“Health & Beauty AG” acted as a holding company within a larger international group. It had acquired 51% of the shares in I-GmbH in 2003 and the remaining 49% in 2009 from two Irish investment companies. The acquisition of the remaining shares was financed by a €12.4 million loan from A-BV at an interest rate of 7.855%. The loan was repaid early in 2013-2014 and interest expenses were claimed for the years 2009 to 2011. It had also deducted interest expences related to financing of subsidiaries in Spain and Italy.
The tax authorities disallowed the deduction of these interest payments and an appeal was lodged, which ended up at the Austrian Federal Finance Court.
Decision
The court found that the loan agreement regarding the Acquisition of I-Gmbh was properly documented and at arm’s length and therefore the interest was deductible. It also concluded that “Health & Beauty AG” was the beneficial owner of the shares in I-GmbH, as it bore the risks and had the powers typical of an owner. Coordination with the group’s central departments did not negate its ownership status, nor did internal financial control or the fact that the purchase price was paid by another group company.
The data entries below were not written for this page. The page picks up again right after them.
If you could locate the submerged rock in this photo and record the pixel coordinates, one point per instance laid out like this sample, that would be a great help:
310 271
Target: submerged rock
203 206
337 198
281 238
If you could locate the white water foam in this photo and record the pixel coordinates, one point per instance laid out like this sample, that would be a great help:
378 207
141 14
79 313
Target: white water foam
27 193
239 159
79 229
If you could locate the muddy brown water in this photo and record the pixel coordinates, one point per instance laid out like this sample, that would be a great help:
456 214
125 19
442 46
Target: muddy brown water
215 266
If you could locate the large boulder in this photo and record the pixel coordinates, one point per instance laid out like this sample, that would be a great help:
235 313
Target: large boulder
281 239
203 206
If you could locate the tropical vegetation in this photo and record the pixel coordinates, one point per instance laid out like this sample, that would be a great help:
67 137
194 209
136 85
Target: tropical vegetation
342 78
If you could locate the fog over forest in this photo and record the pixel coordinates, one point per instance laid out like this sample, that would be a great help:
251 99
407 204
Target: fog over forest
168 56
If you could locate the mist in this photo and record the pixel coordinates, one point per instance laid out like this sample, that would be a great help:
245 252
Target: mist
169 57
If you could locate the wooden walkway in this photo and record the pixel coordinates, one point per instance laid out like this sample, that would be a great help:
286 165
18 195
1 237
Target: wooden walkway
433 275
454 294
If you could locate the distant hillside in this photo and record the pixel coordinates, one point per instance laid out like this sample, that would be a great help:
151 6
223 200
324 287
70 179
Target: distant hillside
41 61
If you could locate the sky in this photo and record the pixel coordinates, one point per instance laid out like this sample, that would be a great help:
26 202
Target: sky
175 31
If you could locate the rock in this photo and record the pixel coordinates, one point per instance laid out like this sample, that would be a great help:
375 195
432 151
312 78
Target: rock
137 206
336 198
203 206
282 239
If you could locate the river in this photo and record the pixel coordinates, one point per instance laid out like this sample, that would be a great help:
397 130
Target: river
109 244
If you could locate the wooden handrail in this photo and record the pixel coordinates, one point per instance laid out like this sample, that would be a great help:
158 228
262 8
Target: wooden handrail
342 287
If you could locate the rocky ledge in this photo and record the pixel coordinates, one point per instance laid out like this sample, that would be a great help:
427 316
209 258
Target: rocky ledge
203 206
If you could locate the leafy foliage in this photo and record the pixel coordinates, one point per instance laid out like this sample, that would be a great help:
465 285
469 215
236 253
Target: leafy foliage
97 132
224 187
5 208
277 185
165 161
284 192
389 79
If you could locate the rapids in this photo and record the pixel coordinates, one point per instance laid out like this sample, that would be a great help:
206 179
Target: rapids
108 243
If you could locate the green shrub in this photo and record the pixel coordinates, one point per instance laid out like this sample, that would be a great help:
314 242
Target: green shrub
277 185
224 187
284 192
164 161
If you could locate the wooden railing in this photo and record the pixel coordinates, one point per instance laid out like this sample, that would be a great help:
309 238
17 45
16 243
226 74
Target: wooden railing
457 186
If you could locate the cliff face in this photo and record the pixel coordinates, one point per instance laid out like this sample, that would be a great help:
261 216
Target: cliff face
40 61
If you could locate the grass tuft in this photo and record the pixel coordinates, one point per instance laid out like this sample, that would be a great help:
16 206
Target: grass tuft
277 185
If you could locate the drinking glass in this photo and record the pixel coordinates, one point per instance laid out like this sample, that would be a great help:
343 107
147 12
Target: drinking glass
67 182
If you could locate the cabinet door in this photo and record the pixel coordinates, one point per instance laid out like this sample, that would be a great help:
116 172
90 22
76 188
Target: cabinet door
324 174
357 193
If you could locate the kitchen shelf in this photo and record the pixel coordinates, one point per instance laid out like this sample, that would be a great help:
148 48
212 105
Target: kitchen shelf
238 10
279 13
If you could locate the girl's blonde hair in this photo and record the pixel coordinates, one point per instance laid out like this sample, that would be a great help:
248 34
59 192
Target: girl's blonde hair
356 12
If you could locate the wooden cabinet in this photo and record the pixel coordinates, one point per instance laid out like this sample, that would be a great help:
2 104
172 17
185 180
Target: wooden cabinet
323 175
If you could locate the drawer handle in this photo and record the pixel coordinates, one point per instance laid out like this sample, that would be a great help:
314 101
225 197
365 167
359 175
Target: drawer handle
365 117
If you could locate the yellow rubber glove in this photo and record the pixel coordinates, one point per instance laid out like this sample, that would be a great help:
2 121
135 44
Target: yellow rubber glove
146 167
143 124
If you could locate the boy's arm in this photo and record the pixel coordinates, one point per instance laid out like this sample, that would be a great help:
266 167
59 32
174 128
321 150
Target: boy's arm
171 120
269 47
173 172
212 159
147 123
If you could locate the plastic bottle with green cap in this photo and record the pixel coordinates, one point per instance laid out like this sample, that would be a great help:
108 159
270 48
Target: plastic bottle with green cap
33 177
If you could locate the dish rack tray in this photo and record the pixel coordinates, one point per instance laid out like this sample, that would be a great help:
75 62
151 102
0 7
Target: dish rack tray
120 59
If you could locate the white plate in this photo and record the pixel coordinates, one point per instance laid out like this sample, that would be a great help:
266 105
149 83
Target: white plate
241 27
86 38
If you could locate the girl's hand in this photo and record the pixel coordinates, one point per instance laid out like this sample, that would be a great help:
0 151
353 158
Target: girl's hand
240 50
The court rejected the tax authority’s claim that the structure was abusive because no tax benefits were realised from the transactions in question.
Regarding interest expenses connected to group-financed grants to subsidiaries in Italy and Spain, the Court found that a large portion of the intra-group loans effectively was hidden equity contributions, thus disallowing the corresponding interest costs.
The court also considered a dispute over the valuation of liabilities for unredeemed vouchers older than three years. It ruled that such liabilities should not be fully recognised at face value due to the extremely low probability of redemption, resulting in an upward adjustment of taxable income for 2011.